On record – Shostakovich: The Bedbug; Love and Hate (Naxos)

Shostakovich
The Bedbug Op.19 – complete incidental music (1929)
Love and Hate Op.38 – complete film-score (1935)

Mannheim Opera Chorus / Dani Juris; Deutsche Staatsphilharmonie Rheinland-Pfalz / Mark Fitz-Gerald

Naxos 8.574100 [58’54”]

Russian transliterations and English translations included
Producer Roland Kistner
Engineer Bernd Nothnagel

Recorded 18-21 February 2019 at Philharmonie, Ludwigshafen, Germany

Written by Richard Whitehouse

What’s the story?

Naxos continues its ground-breaking traversal of the film and theatre music by Shostakovich with this coupling of scores long unheard as originally conceived, thanks in part to the work of Mark Fitz-Gerald in having reconstructed these from extant sketches and soundtracks.

What’s the music like?

Shostakovich’s earliest theatre score was for The Bedbug, a scatological comedy by the ill-fated Vladimir Mayakovsky whose two parts were set in the then-present and 50 years later in 1979. The main items include several astringent dance numbers audibly akin to Stravinsky and Weill, while others were recycled for later dramatic projects (most notably the Wedding Scene [track 6] which soon became the Overture to Erwin Dressel’s opera Armer Columbus), with resourceful usage of such instruments as saxophone, mandolin and musical-saw. An air of sardonic detachment pervades this music which doubtless contributed to the production’s brief theatrical run and its subsequent oblivion, but the confidence and panache with which Shostakovich acquits himself can hardly be gainsaid. Although the parodying of such Soviet archetypes as firemen and pioneers soon became taboo in a Soviet Union beholden to Stalin, the experience gained served the composer well in subsequent ballets and revues, so making the present score a significant harbinger for what was to follow over the ensuing five years.

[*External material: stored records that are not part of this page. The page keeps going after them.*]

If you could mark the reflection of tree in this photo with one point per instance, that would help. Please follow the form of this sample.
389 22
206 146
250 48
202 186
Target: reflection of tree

That said, it is the score for Love and Hate that leaves the stronger impression here. Directed by Albert Gendelshtein, this one of several films resulting from Soviet-German cooperation in the interwar period and which ceased in 1937 when the gulf between Stalin’s and Hitler’s ‘socialism’ became unbridgeable. In its quirkily compelling amalgam of post-expressionist and socio-realist elements, this film is more than mere historical curio – as Shostakovich’s music makes plain in an expressive directness evident from the outset. Most notable in this respect is the song How Long Will My Heart Ache and Moan?, initially allotted to mezzo and female chorus [track 19], and a series of searchingly descriptive pieces as culminates in the surging intensity of The Funeral [track 33]. It is at such junctures that the more elegiac aspect of the Fifth Symphony (two years hence) comes into focus, making one regret that no suite was previously compiled. Maybe this will now prove possible given the score’s timely availability, so enabling a vital link in its composer’s evolution to be properly appreciated.

Does it all work?

Yes, not least owing to the insight of Fitz-Gerald’s realizations with regard to those missing or fragmentary sections – where he captures the Shostakovich spirit in full measure – as also to the commitment of the Deutsche Staatsphilharmonie Rheinland-Pfalz in realizing the often wilful while always arresting nature of the composer’s inspirations. Forward but not unduly immediate sound, with extensive annotations by Fitz-Gerald, musicologist Gerard McBurney and Soviet cinema authority John Leman Riley, further enhance the attractions of this release.

Is it recommended?

Indeed, and it is to be hoped Fitz-Gerald will be continuing his exploration of this one facet of Shostakovich’s output as is still inadequately covered in terms of publication or recording. Several of the composer film and theatre scores from the 1930s still await such rehabilitation.